UCLA law school professor Richard Sanders has been quantifying the racial gaps in law school graduation and bar exam passage rates.
Here are his estimates from the Empirical Legal Studies blog:
| 2004 Era | |
| Whites | Blacks |
% of entering law students who graduate | 90% | 78% |
% of graduates who take the bar | 94% | 93% |
% of bar takers who pass on first attempt | 78% | 47% |
% of bar takers who ultimately pass | 90% | 65% |
% of entering law students who graduate and pass bar on first attempt | 66% | 34% |
% of entering law students who ultimately become lawyers | 76% | 47% |
In other words, 53% of the black students who enter law school fail to qualify to become lawyers, versus 24% of white students.
I'm particularly concerned about a number that he doesn't specify but is calculable from his data: the percent of students who graduate from law school but never pass the bar exam. These are the young people who had enough brains and work ethic to graduate from law school but not enough to pass the bar exam.

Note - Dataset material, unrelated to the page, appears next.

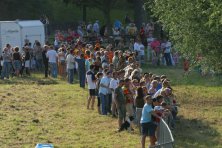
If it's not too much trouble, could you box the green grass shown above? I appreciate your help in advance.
[0,66,222,148]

They wasted at least three years of their lives at law school, and usually several more while studying for and failing the bar exam over and over again.
That percentage of law school graduates who never pass the bar exam appears to be about 40% for blacks versus about 15% for whites.
So, the legal establishment is luring a sizable number of the black race's more promising young people (not the very best and brightest blacks, but the one or even two standard deviations above the African-American median blacks) into a career cul-de-sac.
According to the Supreme Court Grutter decision okaying the U. of Michigan to discriminate against whites and Asians in law school admissions, the purpose of affirmative action isn't to help the black and Hispanic students admitted preferentially, but to spread the blessings of "diversity" on everybody else at the school. But that warm fuzzy feeling that liberals get from "diversity" comes with very real human costs.
My published articles are archived at iSteve.com -- Steve Sailer
I do happen to be a black person and I suppose a smarter than average one compared to blacks and whites and I did in fact go to law school as well (and pass the bar).
ReplyDeleteThere's one (among other things) you fail into account. This one jumped at me so here goes. The stats you mention need not bear on affirmative action; in fact, they likely don't.
When you factor in statewide numbers into an equation, this includes very bummy law schools, which tend to be more heavily minority compared to better schools which are heavily white notwithstanding Affirmative Action. So the issue is more that there are law schools that shouldn't exist and they are letting people in to make money. A black child from a low-income bracket/poor school district may take up these schools as a choice rather than forego law school.